How Spanish Trade Transformed Native Societies

Around the year 1750, Spanish leaders in New Mexico made alliances with some Native American groups who lived to their north. They wanted to protect New Mexico’s mission settlements from raiders, and develop trade that would build wealth and peace. 

Over time, Latino traders from New Mexico began traveling into Utah. They traded with Ute and Navajo people, who offered furs, hides, horses, and captives in exchange for European tools, weapons, and other goods.

A map of the Old Spanish Trail Map, Courtesy of the National Park Service (NPA)

During the 1800s, the Spanish trade system expanded throughout much of present-day Utah along what was called the Old Spanish Trail. Based on existing Native American trail networks, this 700-mile trade route started in Santa Fe, went north through what is now Moab, then west, then looped south and went all the way to Los Angeles.
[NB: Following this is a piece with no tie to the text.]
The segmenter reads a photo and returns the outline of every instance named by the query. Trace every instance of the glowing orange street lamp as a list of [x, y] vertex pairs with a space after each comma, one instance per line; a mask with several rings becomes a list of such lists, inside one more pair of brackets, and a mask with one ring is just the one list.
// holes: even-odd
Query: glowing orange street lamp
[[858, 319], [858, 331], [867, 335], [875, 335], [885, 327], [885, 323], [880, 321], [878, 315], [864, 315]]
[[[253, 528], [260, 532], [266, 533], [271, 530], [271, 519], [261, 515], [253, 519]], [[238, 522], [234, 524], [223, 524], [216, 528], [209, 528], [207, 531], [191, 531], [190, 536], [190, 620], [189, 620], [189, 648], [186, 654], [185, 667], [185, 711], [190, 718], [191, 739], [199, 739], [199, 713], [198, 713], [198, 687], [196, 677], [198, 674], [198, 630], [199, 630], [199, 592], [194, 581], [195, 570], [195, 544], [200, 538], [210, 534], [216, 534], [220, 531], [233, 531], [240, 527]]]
The Old Spanish Trail was heavily used by New Mexicans, Native peoples, and Americans from 1829 through the 1840s. 

The Spanish trade system was good for many Ute, Navajo, and mission communities, who gained wealth, horses, weapons, and peace with their allies. However, this trade was harmful to others.  

For example, the traders stole horses from some communities, then sold them to others to make money. They also raided Paiute communities for captives, stealing young people from their families and selling them into slavery in the mission towns. 

Because Utes had better access to guns and horses through their trade ties with New Mexico, they grew more powerful than Native peoples who did not have access to European goods. This created problems, not peace, between Ute, Navajo, Shoshone, Goshute, and Paiute groups across the region. 

In these ways, the Spanish Empire created huge changes for Native American peoples long before European American settlers came to live in Utah permanently.